Uma grande inovação, mencionada acima e ligada ao planejamento, diz respeito à prévia repartição dos riscos entre as partes, algo essencial tanto para uma correta formulação de propostas quanto para uma solução rápida e eficiente em caso de concretização dos riscos previstos. Essa previsão dos riscos é mera decorrência do princípio da manutenção do equilíbrio econômico-financeiro. Com efeito, as partes firmam contrato tendo em mente determinado contexto e circunstâncias subjacentes que influenciam sua vontade. Ao se alterar significativamente esse contexto, o contrato precisa ser reequilibrado. Muitas vezes, contudo, não é tão fácil estabelecer quem deve arcar com os custos. Pense-se em um exemplo de uma contratação em que o fornecedor planejou a entrega de um bem pela via rodoviária. Supondo que, após a contratação, uma ponte existente no trajeto seja demolida e que a única forma de realizar a entrega passe a ser pela via aérea e que o custo se majore, a quem caberia arcar com a diferença de custo? Problemas dessa natureza também já foram tratados pela teoria econômica rendendo o Prêmio Nobel para Oliver Hart e Bengt Holmström em 2016.

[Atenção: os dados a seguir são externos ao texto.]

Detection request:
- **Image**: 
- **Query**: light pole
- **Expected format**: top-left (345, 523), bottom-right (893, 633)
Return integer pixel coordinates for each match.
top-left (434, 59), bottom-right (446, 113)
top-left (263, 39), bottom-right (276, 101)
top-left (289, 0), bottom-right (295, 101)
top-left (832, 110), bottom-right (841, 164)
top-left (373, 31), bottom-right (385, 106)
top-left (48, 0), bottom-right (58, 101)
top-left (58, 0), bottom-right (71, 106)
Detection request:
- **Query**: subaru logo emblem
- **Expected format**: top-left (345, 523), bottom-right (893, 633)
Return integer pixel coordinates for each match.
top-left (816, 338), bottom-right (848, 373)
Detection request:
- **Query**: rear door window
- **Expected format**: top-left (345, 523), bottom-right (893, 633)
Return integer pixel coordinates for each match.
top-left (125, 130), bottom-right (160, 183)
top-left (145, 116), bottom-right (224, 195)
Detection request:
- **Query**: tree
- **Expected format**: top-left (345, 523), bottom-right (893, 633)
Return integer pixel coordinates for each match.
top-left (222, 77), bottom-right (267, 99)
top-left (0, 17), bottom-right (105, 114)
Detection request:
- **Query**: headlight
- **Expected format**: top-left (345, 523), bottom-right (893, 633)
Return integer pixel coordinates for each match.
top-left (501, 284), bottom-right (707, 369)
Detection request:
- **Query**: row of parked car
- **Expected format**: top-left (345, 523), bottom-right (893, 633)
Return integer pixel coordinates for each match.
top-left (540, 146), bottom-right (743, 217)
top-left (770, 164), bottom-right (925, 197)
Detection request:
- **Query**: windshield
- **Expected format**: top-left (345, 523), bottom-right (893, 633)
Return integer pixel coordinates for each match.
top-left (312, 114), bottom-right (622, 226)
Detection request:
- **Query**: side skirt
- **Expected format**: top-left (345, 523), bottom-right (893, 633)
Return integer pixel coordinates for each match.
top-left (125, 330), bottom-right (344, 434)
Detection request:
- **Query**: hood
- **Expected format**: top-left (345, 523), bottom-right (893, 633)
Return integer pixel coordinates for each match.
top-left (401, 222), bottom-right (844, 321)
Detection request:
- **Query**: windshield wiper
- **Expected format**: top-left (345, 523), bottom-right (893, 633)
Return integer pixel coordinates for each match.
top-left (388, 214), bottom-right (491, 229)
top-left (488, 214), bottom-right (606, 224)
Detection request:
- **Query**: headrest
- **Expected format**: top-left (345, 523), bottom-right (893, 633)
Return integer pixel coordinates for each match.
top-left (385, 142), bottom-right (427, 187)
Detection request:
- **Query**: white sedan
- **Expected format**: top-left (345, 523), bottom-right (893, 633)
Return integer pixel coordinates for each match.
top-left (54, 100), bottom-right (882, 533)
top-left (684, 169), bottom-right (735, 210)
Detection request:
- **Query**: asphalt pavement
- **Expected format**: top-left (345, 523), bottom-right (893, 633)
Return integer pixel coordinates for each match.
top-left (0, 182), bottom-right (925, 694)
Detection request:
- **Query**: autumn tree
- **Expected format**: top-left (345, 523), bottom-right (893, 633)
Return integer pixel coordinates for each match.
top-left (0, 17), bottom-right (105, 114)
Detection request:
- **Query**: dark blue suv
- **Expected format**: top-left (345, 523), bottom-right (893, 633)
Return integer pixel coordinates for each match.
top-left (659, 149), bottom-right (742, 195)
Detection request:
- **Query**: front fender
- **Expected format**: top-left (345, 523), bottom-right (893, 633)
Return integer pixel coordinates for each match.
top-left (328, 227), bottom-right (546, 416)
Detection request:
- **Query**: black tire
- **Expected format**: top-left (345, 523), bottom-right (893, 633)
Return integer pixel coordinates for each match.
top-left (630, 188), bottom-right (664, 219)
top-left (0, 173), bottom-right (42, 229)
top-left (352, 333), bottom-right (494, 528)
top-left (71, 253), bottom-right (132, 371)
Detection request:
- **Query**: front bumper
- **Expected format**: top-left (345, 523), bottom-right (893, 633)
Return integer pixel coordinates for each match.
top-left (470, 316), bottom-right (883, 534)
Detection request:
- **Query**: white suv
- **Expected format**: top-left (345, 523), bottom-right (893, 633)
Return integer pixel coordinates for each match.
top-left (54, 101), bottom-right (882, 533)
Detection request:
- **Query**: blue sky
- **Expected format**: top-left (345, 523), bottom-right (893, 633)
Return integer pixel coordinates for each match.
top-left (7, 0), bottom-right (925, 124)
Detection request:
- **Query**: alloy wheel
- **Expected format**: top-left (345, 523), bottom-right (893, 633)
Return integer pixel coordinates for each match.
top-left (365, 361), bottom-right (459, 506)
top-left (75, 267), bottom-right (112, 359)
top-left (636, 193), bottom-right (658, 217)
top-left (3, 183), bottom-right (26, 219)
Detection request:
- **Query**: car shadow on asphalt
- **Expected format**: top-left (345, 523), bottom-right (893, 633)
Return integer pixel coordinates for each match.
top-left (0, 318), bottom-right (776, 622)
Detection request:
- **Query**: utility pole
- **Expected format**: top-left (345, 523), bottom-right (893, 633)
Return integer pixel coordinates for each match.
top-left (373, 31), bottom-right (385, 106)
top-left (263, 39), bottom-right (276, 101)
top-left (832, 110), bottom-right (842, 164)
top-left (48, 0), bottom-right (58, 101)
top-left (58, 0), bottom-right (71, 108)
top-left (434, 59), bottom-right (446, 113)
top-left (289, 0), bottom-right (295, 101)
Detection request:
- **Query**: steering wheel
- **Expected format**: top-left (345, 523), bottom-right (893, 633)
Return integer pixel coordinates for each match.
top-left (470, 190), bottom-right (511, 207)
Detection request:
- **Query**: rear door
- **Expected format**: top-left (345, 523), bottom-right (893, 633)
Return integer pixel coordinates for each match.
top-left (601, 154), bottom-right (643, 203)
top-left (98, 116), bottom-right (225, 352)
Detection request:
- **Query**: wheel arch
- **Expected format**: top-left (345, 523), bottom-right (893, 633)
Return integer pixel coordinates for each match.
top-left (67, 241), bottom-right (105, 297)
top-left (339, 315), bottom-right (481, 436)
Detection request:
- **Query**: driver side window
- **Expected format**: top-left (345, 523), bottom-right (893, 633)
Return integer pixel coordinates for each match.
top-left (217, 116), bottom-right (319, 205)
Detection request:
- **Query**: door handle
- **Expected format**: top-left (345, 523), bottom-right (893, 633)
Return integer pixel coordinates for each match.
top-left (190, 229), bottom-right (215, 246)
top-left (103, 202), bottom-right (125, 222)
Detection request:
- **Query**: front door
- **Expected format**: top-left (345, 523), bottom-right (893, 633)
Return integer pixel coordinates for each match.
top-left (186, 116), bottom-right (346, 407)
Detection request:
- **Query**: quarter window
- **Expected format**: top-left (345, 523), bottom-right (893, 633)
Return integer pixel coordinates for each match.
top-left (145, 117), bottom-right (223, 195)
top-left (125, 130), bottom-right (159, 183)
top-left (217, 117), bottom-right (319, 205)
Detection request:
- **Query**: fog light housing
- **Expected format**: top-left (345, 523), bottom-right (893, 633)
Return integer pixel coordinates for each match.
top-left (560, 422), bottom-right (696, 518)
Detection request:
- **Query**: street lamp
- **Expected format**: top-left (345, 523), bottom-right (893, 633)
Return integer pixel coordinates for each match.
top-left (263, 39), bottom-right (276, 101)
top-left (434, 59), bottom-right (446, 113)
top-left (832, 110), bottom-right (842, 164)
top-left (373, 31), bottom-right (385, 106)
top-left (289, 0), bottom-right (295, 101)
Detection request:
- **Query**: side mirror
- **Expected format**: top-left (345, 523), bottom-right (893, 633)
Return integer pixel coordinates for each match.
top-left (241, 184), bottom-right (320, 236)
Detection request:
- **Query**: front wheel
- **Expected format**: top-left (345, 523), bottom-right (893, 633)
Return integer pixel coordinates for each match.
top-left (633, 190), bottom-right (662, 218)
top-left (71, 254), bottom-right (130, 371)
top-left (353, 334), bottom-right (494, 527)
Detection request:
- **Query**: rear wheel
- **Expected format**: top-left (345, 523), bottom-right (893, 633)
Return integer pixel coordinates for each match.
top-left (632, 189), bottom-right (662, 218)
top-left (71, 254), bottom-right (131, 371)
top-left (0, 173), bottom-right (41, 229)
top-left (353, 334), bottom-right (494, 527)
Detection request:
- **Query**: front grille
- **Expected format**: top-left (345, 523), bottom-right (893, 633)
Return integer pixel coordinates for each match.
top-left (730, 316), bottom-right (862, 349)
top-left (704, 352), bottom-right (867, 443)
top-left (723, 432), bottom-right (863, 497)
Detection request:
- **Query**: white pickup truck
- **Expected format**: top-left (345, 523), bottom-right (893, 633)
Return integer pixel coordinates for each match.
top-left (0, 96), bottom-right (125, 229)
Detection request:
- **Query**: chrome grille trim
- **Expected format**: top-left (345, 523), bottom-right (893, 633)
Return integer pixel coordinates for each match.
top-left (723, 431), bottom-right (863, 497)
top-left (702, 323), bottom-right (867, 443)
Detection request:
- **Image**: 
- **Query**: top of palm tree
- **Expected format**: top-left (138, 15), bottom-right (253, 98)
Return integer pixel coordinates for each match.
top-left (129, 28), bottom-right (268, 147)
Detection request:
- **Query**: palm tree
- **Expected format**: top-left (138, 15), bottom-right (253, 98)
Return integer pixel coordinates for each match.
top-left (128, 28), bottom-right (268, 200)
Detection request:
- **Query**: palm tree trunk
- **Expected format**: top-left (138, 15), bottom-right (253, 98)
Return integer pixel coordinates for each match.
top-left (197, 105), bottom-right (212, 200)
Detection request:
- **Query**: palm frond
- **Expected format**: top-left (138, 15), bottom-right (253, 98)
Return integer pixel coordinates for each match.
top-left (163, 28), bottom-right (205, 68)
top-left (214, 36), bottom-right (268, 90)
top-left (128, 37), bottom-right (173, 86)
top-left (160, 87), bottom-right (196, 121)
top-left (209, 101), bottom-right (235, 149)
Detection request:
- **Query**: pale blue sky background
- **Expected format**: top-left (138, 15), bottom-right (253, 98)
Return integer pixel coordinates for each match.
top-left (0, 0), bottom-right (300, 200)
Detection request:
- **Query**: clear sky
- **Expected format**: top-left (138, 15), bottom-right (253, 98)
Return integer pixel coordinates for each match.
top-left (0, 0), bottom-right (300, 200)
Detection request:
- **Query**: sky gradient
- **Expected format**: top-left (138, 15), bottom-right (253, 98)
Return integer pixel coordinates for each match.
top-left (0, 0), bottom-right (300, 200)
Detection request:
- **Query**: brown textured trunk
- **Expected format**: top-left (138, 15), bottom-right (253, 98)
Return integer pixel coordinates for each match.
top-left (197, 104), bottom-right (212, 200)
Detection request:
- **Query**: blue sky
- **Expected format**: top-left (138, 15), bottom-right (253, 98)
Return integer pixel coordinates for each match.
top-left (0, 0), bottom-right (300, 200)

Há, entretanto, que se ponderar que uma matriz de riscos que reflita a realidade não é de fácil elaboração, razão pela qual a Administração precisará capacitar seus servidores para que estes consigam trabalhar os dados obtidos e estipulem uma repartição de riscos que seja justa para ambos os pactuantes. Conforme a complexidade do objeto, poderá ser necessário contratar serviço técnico especializado para essa elaboração.
Outro exemplo de incorporação de norma infralegal já vigente no âmbito federal diz respeito ao tratamento da forma de se estimar os preços da contratação. E o orçamento elaborado, como regra, passa a ser público, podendo, todavia, em caso de justificativa, ser tornado sigiloso. A ideia de permitir o orçamento sigiloso é evitar expor ao mercado quanto a Administração está disposta a pagar. Isso porque, quando um comprador pretende adquirir algo e já expõe o preço até quanto está disposto a pagar, isso pode gerar uma tendência de o vendedor oferecer o produto por esse preço mesmo quando puder fazer um preço menor. Além disso, na prática, ao se divulgar o orçamento, percebe-se que as empresas acabam disputando os preços muito próximos ao valor revelado. Mas não se nega que a concorrência, conforme o caso, pode resolver o problema.

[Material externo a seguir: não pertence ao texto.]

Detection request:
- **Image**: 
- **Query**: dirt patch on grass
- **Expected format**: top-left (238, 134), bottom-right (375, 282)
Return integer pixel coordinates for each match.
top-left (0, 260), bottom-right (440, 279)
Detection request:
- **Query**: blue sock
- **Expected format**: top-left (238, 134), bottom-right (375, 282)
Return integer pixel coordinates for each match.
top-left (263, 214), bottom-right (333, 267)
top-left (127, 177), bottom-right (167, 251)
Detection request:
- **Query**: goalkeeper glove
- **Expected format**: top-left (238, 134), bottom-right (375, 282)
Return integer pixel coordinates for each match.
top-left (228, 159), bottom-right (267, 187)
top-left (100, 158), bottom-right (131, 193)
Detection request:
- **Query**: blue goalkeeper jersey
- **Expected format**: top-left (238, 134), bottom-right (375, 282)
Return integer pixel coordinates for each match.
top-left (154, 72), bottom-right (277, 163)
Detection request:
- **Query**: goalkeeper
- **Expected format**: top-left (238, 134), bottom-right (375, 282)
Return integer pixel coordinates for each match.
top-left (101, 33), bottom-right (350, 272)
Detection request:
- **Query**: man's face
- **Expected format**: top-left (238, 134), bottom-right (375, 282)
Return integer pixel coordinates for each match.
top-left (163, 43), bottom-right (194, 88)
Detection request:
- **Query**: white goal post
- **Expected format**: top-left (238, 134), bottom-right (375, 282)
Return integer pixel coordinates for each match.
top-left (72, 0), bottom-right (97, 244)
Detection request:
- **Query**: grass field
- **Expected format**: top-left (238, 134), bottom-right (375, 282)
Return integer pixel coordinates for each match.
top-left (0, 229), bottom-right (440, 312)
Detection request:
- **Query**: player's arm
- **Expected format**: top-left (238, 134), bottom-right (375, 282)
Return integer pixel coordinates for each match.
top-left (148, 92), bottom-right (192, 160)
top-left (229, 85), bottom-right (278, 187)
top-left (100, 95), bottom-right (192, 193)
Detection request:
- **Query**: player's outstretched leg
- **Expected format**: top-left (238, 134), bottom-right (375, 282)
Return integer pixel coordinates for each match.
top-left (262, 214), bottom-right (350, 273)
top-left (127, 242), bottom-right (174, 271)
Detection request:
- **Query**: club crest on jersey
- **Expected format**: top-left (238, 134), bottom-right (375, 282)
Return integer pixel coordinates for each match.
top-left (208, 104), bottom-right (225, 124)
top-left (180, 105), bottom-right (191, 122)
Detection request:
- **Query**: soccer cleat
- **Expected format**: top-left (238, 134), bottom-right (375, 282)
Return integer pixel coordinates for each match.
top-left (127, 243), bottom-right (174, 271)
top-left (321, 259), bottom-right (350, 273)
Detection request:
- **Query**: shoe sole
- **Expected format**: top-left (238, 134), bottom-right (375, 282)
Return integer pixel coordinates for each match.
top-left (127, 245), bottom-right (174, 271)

Houve incorporação da distinção infralegal entre reajustamento em sentido estrito e repactuação. Não se resolveu, contudo, a questão que surge quando um contrato possui mão de obra associada ao emprego de insumos e materiais. Na prática, reajuste independe do pedido da contratada e importa mera aplicação de índice de correção monetária. Já a repactuação depende de pedido da contratada e comprovação da majoração dos custos. Para solucionar o tratamento desses contratos, tem-se exigido o pedido de repactuação da empresa, mas, quanto aos materiais e insumos, aceita-se como comprovação da majoração dos custos a mera demonstração da variação dos índices de correção monetária. O fundamental é ter em mente a manutenção do equilíbrio econômico-financeiro, de modo que se deve eleger os elementos que melhor representem as variações dos custos de mercado.
Uma preocupação social trazida para o texto legal foi a possibilidade de o contrato impor a obrigação de a empresa contratada ter em seus quadros um número determinado de empregados egressos do sistema prisional ou de mulheres vítimas de violência doméstica. Em que pese seja louvável tal inserção, sua efetivação dependerá de regulamentação de muitas instâncias e o fato de ter sido admitida como "possibilidade" poderá fazer com que esta preocupação social nunca saia do papel.
Possibilitou-se ainda a estipulação de margem de preferência para produtos nacionais, sustentáveis e mesmo de outros países do Mercosul. Quanto aos nacionais, sujeita essa estipulação a decisão fundamentada do Poder Executivo. Surgirá controvérsia sobre se essa regulamentação poderá ser feita por qualquer autoridade ou apenas pelo Presidente.
Entre as modalidades licitatórias, a inovação está no diálogo competitivo, utilizado quando a Administração possui um problema, mas não conhece a melhor solução disponível no mercado para tratá-lo nem possui condições de comparar as soluções simplesmente com base no preço.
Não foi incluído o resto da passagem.